Festakt zum Tag der Deutschen Einheit Bärbel Bas fordert konstruktiven Streit bei Reizthemen

Sie wünsche sich mehr Respekt im Diskurs: Beim Festakt zum Tag der Deutschen Einheit hat Bundestagspräsidentin Bärbel Bas vor »Hass und Hetze« gewarnt.
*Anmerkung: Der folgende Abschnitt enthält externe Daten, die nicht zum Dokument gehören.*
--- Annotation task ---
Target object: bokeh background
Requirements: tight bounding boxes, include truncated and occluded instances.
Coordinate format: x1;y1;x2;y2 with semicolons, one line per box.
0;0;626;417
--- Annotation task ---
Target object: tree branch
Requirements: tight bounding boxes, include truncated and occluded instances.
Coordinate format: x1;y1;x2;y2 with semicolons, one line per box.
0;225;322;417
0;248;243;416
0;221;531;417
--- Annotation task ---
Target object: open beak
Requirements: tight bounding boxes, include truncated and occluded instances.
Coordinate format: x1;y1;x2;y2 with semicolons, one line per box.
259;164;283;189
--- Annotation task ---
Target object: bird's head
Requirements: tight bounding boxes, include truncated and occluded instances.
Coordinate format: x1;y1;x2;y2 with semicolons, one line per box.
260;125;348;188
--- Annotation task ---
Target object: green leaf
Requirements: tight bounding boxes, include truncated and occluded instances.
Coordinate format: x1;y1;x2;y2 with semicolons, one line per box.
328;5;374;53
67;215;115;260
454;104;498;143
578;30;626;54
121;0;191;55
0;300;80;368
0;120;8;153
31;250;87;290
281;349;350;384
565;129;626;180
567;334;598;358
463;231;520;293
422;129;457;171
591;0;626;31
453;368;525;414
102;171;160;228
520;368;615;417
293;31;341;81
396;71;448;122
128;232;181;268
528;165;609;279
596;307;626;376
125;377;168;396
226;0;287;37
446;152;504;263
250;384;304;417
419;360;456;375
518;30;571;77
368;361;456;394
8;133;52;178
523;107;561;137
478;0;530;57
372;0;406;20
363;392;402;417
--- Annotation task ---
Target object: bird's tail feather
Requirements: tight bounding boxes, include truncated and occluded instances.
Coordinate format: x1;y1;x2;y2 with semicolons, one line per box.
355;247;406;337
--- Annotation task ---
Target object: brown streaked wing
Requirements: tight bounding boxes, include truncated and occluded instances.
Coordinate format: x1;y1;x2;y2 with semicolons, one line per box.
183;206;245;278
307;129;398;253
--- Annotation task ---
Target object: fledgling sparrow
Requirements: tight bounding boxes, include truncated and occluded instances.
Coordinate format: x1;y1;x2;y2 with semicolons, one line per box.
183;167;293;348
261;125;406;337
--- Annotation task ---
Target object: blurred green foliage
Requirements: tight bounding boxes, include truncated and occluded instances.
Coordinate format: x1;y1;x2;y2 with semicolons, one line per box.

Deutschland müsse außerdem international mehr Verantwortung übernehmen.
Bundestagspräsidentin Bärbel Bas (SPD)

Bundestagspräsidentin Bärbel Bas (SPD)

Foto: Jan Woitas / dpa

Bundestagspräsidentin Bärbel Bas hat zum Tag der Deutschen Einheit an die Bürger appelliert, in der Krise zusammenzuhalten und Streit demokratisch auszutragen. »Wie wir miteinander umgehen, entscheidet wesentlich über die Stärke unseres Landes«, sagte die SPD-Politikerin am Montag bei einem Festakt in Erfurt. »Spaltungsversuche von innen und außen sind nicht spurlos an uns vorübergegangen.« Fake News, Hass und Hetze richteten sich gegen den Zusammenhalt, der gerade jetzt dringend nötig sei.

Der Erfurter Festakt war die zentrale Veranstaltung zum Tag der Deutschen Einheit mit Bundespräsident Frank-Walter Steinmeier, Bundeskanzler Olaf Scholz und den übrigen Spitzen des Staats. Der 3. Oktober erinnert an die deutsche Wiedervereinigung 1990, knapp ein Jahr nach der friedlichen Revolution in der DDR im Herbst 1989.

Bundespräsident Steinmeier, seine Frau Elke Büdenbender und Kanzler Scholz beim ökumenischen Gottesdienst im Mariendom zum Tag der Deutschen Einheit in Erfurt

Bundespräsident Steinmeier, seine Frau Elke Büdenbender und Kanzler Scholz beim ökumenischen Gottesdienst im Mariendom zum Tag der Deutschen Einheit in Erfurt

Foto: Martin Schutt / dpa

Heute hätten viele Zweifel, ob es etwas bringe, miteinander zu reden. Doch lebe die Demokratie vom Streit. »Es ist notwendig, dass wir miteinander reden, gerade über Reizthemen wie Impfpflicht oder Waffenlieferungen«, sagte Bas. Demokratischer Streit führe zu Lösungen. »Doch Verständnis und Respekt können nicht in einer vergifteten Atmosphäre gedeihen«, fügte sie hinzu. Die Demokratie nehme Schaden, wenn sich engagierte Menschen zurückzögen. »Ich wünsche mir weniger Wut und mehr Respekt, weniger Rechthaberei und mehr Neugier, weniger Vorurteile und mehr Empathie«, sagte Bas.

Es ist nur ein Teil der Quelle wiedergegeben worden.